The Toyota Crown is a longstanding Toyota nameplate known around the world since 1955, but it was retired in the U.S. in 1972. It returns in 2023 as Toyota’s premium sedan, but it’s no rebadged Avalon.
The Crown has been rebuilt from the ground up and Toyota makes a compelling case to capture the shrinking sedan market with this very appealing offering. I think they’ve made a great strategic choice in the design of the Crown that could make it a huge hit. Here’s why.

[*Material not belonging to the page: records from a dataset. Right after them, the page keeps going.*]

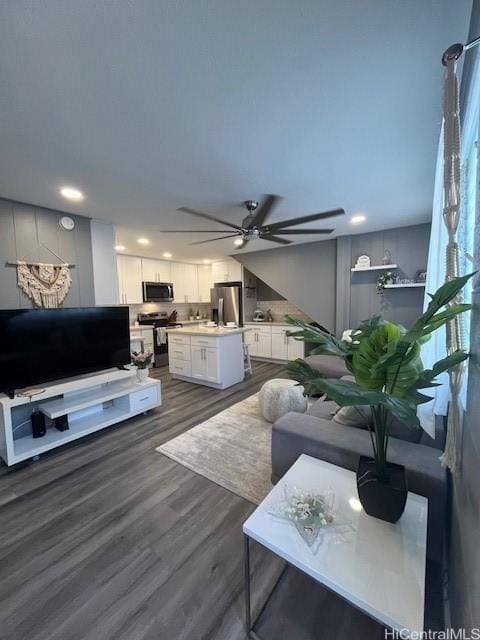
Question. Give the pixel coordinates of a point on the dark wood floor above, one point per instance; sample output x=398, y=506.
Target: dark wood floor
x=107, y=539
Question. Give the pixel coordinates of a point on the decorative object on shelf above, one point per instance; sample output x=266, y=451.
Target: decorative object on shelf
x=46, y=285
x=384, y=359
x=142, y=361
x=386, y=278
x=310, y=511
x=363, y=262
x=387, y=257
x=421, y=276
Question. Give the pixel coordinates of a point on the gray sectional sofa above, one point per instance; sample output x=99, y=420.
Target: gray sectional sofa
x=316, y=434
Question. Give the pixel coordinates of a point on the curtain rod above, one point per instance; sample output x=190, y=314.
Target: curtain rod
x=455, y=52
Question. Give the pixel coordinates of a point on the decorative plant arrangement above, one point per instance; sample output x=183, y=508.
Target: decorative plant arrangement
x=386, y=278
x=142, y=361
x=384, y=358
x=308, y=510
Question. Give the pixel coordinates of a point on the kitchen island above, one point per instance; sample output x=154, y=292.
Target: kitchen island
x=208, y=356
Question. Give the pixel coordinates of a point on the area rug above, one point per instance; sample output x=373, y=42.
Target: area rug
x=232, y=449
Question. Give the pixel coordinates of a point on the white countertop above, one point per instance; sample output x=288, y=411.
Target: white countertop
x=269, y=324
x=214, y=332
x=379, y=567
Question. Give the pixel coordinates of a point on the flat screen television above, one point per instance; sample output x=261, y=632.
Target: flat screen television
x=41, y=345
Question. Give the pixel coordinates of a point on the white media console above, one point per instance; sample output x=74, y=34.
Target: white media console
x=91, y=403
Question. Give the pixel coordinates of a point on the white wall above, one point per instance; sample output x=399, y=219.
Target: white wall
x=105, y=277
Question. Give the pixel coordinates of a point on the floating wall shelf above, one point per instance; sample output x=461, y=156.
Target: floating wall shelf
x=410, y=285
x=376, y=267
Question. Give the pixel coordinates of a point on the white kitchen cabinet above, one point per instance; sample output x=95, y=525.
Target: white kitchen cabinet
x=272, y=342
x=129, y=279
x=213, y=361
x=156, y=270
x=279, y=343
x=259, y=341
x=185, y=282
x=205, y=282
x=227, y=271
x=295, y=348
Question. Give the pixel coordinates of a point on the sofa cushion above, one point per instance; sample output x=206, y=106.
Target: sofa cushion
x=329, y=366
x=294, y=434
x=323, y=409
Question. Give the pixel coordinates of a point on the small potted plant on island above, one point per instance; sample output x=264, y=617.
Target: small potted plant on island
x=384, y=359
x=142, y=361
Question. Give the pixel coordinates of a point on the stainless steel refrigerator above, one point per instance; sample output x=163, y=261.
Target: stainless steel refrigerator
x=226, y=301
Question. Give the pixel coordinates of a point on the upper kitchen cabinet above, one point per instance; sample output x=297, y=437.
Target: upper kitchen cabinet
x=227, y=271
x=129, y=279
x=185, y=282
x=156, y=270
x=205, y=282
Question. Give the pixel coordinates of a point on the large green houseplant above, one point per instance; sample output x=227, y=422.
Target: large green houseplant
x=384, y=358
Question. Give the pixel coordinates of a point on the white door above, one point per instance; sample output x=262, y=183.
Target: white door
x=191, y=282
x=212, y=365
x=205, y=282
x=264, y=344
x=279, y=344
x=296, y=349
x=156, y=270
x=178, y=280
x=130, y=279
x=250, y=338
x=234, y=271
x=199, y=363
x=220, y=271
x=149, y=270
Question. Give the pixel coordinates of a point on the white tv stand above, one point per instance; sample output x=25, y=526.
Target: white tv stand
x=91, y=403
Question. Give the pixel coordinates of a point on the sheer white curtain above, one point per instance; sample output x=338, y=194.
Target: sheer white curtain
x=435, y=349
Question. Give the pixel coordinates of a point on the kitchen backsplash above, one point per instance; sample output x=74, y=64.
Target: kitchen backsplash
x=280, y=308
x=182, y=309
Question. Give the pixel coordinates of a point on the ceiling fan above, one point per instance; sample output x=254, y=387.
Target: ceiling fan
x=254, y=225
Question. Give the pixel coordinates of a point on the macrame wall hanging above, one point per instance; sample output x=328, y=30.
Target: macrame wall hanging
x=46, y=285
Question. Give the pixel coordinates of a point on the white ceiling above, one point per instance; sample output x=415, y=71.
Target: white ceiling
x=149, y=105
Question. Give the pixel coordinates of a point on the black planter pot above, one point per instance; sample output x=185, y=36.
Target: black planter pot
x=384, y=500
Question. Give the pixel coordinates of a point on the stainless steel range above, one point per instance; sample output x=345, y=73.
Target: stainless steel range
x=159, y=319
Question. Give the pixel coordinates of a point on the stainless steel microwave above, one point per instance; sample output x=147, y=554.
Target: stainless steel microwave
x=157, y=291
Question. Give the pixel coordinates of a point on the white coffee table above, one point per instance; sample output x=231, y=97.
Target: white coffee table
x=379, y=568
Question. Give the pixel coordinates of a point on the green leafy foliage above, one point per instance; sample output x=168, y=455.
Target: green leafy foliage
x=385, y=360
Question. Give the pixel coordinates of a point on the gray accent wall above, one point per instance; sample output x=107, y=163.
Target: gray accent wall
x=316, y=277
x=303, y=274
x=409, y=249
x=24, y=229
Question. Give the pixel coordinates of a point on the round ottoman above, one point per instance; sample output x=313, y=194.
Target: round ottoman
x=277, y=397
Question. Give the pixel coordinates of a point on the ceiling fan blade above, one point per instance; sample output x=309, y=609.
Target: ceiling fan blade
x=207, y=216
x=276, y=239
x=294, y=221
x=232, y=235
x=264, y=210
x=301, y=232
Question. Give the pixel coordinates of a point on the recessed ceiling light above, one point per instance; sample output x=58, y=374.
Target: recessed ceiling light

Toyota Crown Has a High Seat Position
The market has spoken and people want crossovers/SUVs. But as these vehicles become larger and taller, it has become more of a challenge for some people to enter and exit. The Crown has found the sweet spot for drivers who find it difficult to drop down into a seat and pull themselves out, as well as those who no longer want to pull themselves up and into a taller vehicle.
I’m curious how the Crown stacks up to the Corolla Cross which I checked out a few months ago in regards to seat height. The Crown is 4-inches taller than the Camry but the internal dimensions are what truly matter. I’d say the Crown ride height is slightly taller than the Corolla Cross but not much.
The Toyota Crown is a premium upgrade over the Corolla in all ways so don’t get that twisted.
The Hybrid Max Performance Drivetrain
Hybrids don’t have the same performance driven reputation that all-electric vehicles do, but the new Hybrid Max drivetrain that is exclusively available in the Platinum grade Crown sports 340 horsepower due to a 2.4L turbo gas engine that is coupled to a rear eAxle.
This combo is mated to a direct 6-speed transmission which promises to be a very sporty ride.